On the other hand, the document concludes that the application of restrictions "would flatten the curve" and not exceed 10,000 daily infections, a threshold that has already been exceeded in the last 24 hours. The measures would also help limit hospital pressure, with a level of about 250 admissions each day at most, experts estimate. That is why scientists believed the measures the Government wants to adopt are positive, despite the fact that from the outset they proposed harsher measures: for example, the advisory committee's report proposed that bars and restaurants only open their outdoor spaces, as well as limiting the opening hours of non-essential businesses or limiting gatherings to four people. In fact, in an interview on Radio 4 / La 2, epidemiologist Oriol Mitjà said he was in favour of cancelling parades and delaying the start of classes for a week after Epiphany. On the other hand, the experts' document did not include the curfew the Government is seeking to establish.

Prioritising boosters and the vaccination of adults

The advisory committee considers a "priority" that the Department of Health allocate "all available resources" to vaccinate adults, even activating mechanisms so that "other professionals" can support the vaccination campaign. In the document, experts are concerned about how easily the Omicron variant bypasses protection offered by vaccines: the full guideline certainly reduces the possibility of getting seriously ill, but experts warn that the mutations of the new variant can escape protection, especially for people vaccinated with AstraZeneca or who were jabbed some time ago.

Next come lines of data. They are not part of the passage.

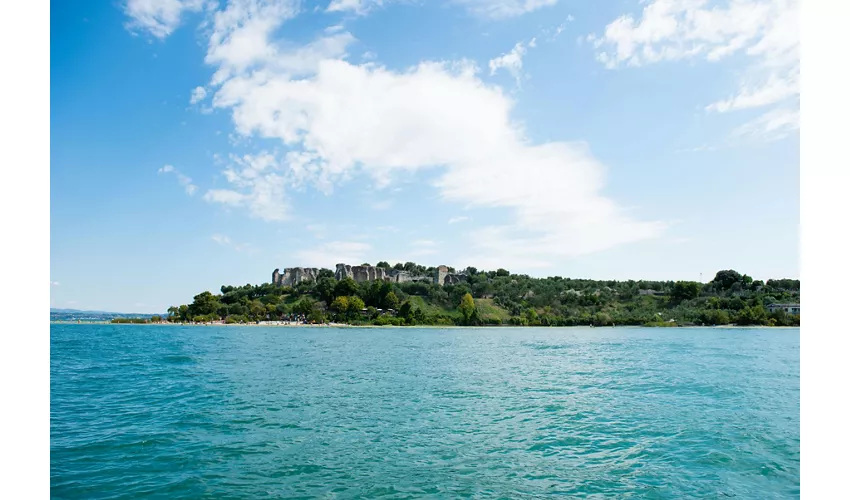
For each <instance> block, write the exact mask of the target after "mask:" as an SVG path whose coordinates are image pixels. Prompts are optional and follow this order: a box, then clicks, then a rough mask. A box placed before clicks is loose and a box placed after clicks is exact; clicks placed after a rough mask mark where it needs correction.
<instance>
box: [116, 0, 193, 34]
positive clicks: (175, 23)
mask: <svg viewBox="0 0 850 500" xmlns="http://www.w3.org/2000/svg"><path fill="white" fill-rule="evenodd" d="M203 6H204V0H127V3H126V4H124V13H125V14H126V15H127V17H129V18H130V21H128V22H127V24H126V27H127V29H129V30H132V31H146V32H148V33H150V34H151V35H153V36H154V37H156V38H159V39H163V38H166V37H168V35H170V34H171V33H173V32H174V30H175V29H177V27H178V26H179V25H180V21H181V18H182V17H183V14H184V13H186V12H198V11H200V10H201V9H202V8H203Z"/></svg>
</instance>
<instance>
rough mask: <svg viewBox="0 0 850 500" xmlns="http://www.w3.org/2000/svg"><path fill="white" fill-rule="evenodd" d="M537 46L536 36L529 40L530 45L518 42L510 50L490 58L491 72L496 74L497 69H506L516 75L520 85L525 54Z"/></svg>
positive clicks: (515, 76)
mask: <svg viewBox="0 0 850 500" xmlns="http://www.w3.org/2000/svg"><path fill="white" fill-rule="evenodd" d="M536 46H537V39H536V38H532V39H531V41H530V42H528V45H525V44H523V43H522V42H517V44H516V45H514V48H513V49H511V51H510V52H508V53H505V54H502V55H501V56H499V57H496V58H494V59H490V74H491V75H495V74H496V71H498V70H500V69H504V70H506V71H507V72H508V73H510V74H511V76H513V77H514V80H516V84H517V87H519V86H520V80H521V78H522V58H523V57H524V56H525V54H526V52H528V49H529V48H534V47H536Z"/></svg>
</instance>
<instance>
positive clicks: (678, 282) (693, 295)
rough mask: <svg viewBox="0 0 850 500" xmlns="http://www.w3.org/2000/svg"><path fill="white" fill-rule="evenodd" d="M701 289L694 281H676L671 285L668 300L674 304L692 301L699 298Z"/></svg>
mask: <svg viewBox="0 0 850 500" xmlns="http://www.w3.org/2000/svg"><path fill="white" fill-rule="evenodd" d="M701 289H702V285H700V284H699V283H697V282H696V281H677V282H676V283H675V284H674V285H673V291H672V292H671V293H670V298H672V299H673V300H674V301H676V302H682V301H684V300H692V299H695V298H697V297H699V292H700V290H701Z"/></svg>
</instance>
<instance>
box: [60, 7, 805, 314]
mask: <svg viewBox="0 0 850 500" xmlns="http://www.w3.org/2000/svg"><path fill="white" fill-rule="evenodd" d="M798 12H799V5H798V2H793V1H784V0H761V1H758V0H737V1H735V2H728V1H718V2H709V1H693V0H691V1H671V0H651V1H646V2H639V1H637V0H634V1H625V0H618V1H611V2H577V1H565V0H525V1H515V0H456V1H451V0H448V1H440V2H400V1H398V2H396V1H391V0H390V1H383V2H375V1H368V0H363V1H360V2H357V1H352V0H343V1H341V2H337V1H334V2H330V3H329V2H327V1H324V2H309V3H308V2H293V1H274V0H267V1H257V0H240V1H231V2H224V1H222V2H205V1H197V0H182V1H181V0H144V1H142V0H130V1H127V2H124V3H110V2H94V1H86V2H68V1H64V2H52V3H51V27H50V30H51V33H50V34H51V38H50V43H51V62H50V64H51V111H50V113H51V123H50V133H51V194H50V197H51V209H50V210H51V229H50V235H51V242H50V248H51V257H50V258H51V270H50V272H51V305H52V306H53V307H70V308H85V309H104V310H117V311H133V312H162V311H164V310H165V309H166V308H167V307H168V306H169V305H173V304H179V303H185V302H187V301H190V300H191V297H192V296H193V295H194V294H195V293H197V292H199V291H202V290H205V289H209V290H217V289H218V288H219V287H220V286H221V285H222V284H244V283H260V282H264V281H268V280H269V278H270V274H271V271H272V270H273V269H274V268H275V267H279V268H286V267H295V266H318V267H328V268H333V266H334V265H335V264H336V263H337V262H346V263H350V264H359V263H361V262H370V263H373V264H374V263H375V262H377V261H378V260H388V261H390V262H393V261H402V262H403V261H407V260H413V261H415V262H418V263H422V264H425V265H437V264H443V263H445V264H448V265H453V266H456V267H465V266H467V265H473V266H476V267H479V268H488V269H490V268H496V267H504V268H507V269H509V270H511V271H513V272H524V273H528V274H531V275H537V276H548V275H562V276H571V277H587V278H596V279H640V278H645V279H691V280H698V279H700V274H701V273H702V278H703V280H706V281H707V280H708V279H710V278H711V277H712V276H713V274H714V273H715V272H716V271H718V270H720V269H727V268H733V269H737V270H739V271H741V272H746V273H748V274H750V275H752V276H754V277H755V278H757V279H767V278H770V277H798V276H799V264H798V255H799V245H798V240H799V131H798V129H799V34H798V28H797V22H798Z"/></svg>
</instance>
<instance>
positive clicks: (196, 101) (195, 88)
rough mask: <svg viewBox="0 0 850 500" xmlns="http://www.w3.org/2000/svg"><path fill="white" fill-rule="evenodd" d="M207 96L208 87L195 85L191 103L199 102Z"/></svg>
mask: <svg viewBox="0 0 850 500" xmlns="http://www.w3.org/2000/svg"><path fill="white" fill-rule="evenodd" d="M206 97H207V89H205V88H203V87H195V88H194V89H193V90H192V97H191V98H190V99H189V104H197V103H199V102H201V101H203V100H204V99H206Z"/></svg>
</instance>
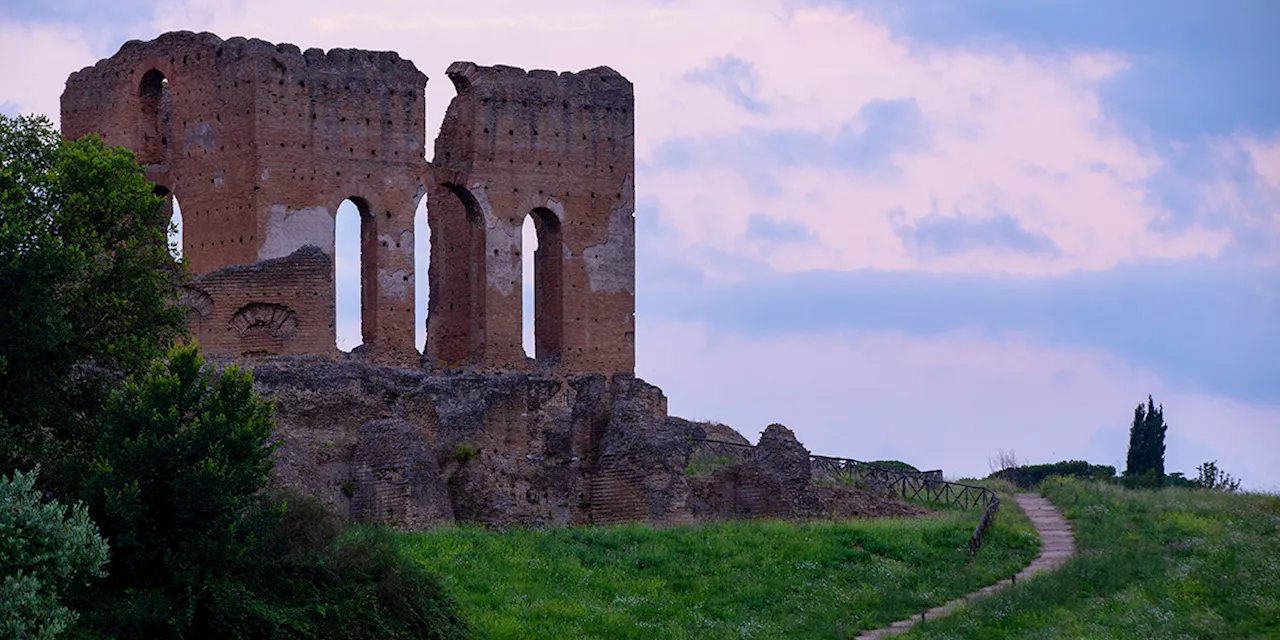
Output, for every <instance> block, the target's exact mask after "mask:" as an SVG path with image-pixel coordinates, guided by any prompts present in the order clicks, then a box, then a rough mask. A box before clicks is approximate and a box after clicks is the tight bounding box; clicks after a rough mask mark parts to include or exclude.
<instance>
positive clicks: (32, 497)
mask: <svg viewBox="0 0 1280 640" xmlns="http://www.w3.org/2000/svg"><path fill="white" fill-rule="evenodd" d="M38 474H40V470H38V468H37V470H36V471H32V472H31V474H23V472H20V471H18V472H14V475H13V479H9V477H5V476H0V637H23V639H26V637H29V639H47V637H56V636H58V635H59V634H61V631H63V630H64V628H67V626H68V625H70V623H72V622H74V621H76V612H73V611H72V609H69V608H67V607H65V605H64V604H63V603H61V602H60V600H61V598H60V596H61V594H63V593H64V591H65V589H67V586H68V585H70V584H72V582H74V581H83V579H86V577H91V576H92V577H99V576H102V575H104V572H102V564H104V563H105V562H106V541H105V540H102V536H101V535H99V532H97V527H96V526H95V525H93V521H91V520H90V518H88V509H86V508H84V506H83V504H76V506H73V507H69V508H68V507H65V506H63V504H61V503H59V502H58V500H50V502H45V503H41V499H40V492H38V490H36V476H37V475H38Z"/></svg>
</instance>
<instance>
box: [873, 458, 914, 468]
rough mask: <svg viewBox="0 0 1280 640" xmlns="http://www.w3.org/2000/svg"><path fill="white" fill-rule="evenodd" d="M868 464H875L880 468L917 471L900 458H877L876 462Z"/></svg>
mask: <svg viewBox="0 0 1280 640" xmlns="http://www.w3.org/2000/svg"><path fill="white" fill-rule="evenodd" d="M868 465H872V466H877V467H881V468H888V470H892V471H919V468H915V467H914V466H911V465H908V463H906V462H902V461H900V460H877V461H876V462H868Z"/></svg>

In contrast, the ability to neutralise the virus increases to 72% for people fully vaccinated with AstraZeneca and a booster dose. The same goes for people who have received three doses of other vaccines. Experts also warn that the new variant is "more resistant" to drugs, although there is still not enough scientific data to assess this. Nor are there enough to establish whether Omicron has an impact on the severity of the disease, although preliminary results estimate it is "lower than other variants".